IAM Access in Kubernetes: How to Install Kube2iam

IAM is the de-facto method of authorization in AWS. Most Kubernetes “Quick Start” guides for AWS do not adequately cover how to manage IAM access in your pods. This blog series will first go over the security issues specific to AWS IAM on Kubernetes, then compare solutions, and then we will end with a detailed walkthrough for setting up your cluster with one of those solutions.

Installing kiam in production

How to Install Kube2iam

In the last post, we endured the installation of kiam in a production Kubernetes cluster. In this post, we will go over the much quicker process of installing kube2iam in production.

Overview

This post will cover the 4 steps you need to get kube2iam running in production:

Step 1: Create IAM roles
Step 2: Add Annotations to Pods
Step 3: Deploy Kube2iam
Step 4: Test
Full Kube2iam Deployment

For an overview of kube2iam and its features, check out the github page.

Click here to read more in-depth blogs about Kubernetes.

Step 1: Create IAM Roles

The first step to using kube2iam is to create IAM roles for your pods. The way kube2iam works is that each node in your cluster will need an IAM policy attached which allows it to assume the roles for your pods.

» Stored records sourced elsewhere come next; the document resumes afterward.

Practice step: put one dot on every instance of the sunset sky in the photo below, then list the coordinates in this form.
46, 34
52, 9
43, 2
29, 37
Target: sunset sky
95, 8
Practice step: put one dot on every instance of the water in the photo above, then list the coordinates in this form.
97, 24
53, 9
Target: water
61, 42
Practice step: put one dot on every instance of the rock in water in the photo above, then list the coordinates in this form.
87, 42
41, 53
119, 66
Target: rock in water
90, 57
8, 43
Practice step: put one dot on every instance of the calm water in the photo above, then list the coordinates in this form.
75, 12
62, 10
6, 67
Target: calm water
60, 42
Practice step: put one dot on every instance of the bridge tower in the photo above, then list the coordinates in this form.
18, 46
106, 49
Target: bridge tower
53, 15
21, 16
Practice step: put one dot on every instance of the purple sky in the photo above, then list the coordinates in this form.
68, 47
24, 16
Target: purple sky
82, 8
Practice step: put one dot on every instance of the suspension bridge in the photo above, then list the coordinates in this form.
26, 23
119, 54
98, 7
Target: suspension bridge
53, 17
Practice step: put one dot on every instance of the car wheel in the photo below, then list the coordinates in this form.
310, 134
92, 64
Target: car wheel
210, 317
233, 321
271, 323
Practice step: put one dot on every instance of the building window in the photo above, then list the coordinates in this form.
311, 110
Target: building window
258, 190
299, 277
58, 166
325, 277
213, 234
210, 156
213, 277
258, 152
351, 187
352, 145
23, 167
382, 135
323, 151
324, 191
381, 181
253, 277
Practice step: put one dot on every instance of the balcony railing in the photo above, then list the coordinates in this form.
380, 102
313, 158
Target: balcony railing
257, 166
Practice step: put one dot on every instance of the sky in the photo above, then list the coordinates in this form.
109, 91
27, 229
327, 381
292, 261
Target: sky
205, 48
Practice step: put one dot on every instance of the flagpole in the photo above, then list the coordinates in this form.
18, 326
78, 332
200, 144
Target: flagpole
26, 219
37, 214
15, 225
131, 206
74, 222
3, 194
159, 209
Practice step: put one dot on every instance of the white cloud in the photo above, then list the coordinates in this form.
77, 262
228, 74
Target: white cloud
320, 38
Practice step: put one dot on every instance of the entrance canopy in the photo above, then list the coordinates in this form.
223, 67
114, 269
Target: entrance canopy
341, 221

Create an IAM policy for your nodes and attach it to the the role your Kubernetes nodes run on

Policy:

{
  "Version": "2012-10-17",
  "Statement": [
    {
      "Effect": "Allow",
      "Action": [
        "sts:AssumeRole"
      ],
      "Resource": “*”
    }
  ]
}

Next create roles for each pod. Each role will need a policy that has only the permissions that the pod needs to perform its function e.g. listing s3 objects, writing to DynamoDB, reading from SQS, etc. For each role you create, you need to update the assume role policy so that your nodes can assume the role. Replace YOUR_NODE_ROLE with the arn of the role your Kubernetes nodes run with.

Assume role policy:

{
  "Version": "2012-10-17",
  "Statement": [
    {
      "Action": "sts:AssumeRole",
      "Principal": {
        "Service": "ec2.amazonaws.com"
      },
      "Effect": "Allow",
      "Sid": ""
    },
    {
      "Sid": "",
      "Effect": "Allow",
      "Principal": {
        "AWS": "YOUR_NODE_ROLE"
      },
      "Action": "sts:AssumeRole"
    }
  ]
}

Step 2: Add Annotations to Pods

The next step is to annotate your pods with the role they should use. Just add an annotation in the pod metadata spec, and kube2iam will use that role when authenticating with IAM for the pod. Kube2iam will automatically detect the base arn for your role when configured to do so, but you can also specify a full arn (beginning with arn:aws:iam) if you need to assume roles in other AWS accounts. The kube2iam documentation has several examples of annotating different pod controllers.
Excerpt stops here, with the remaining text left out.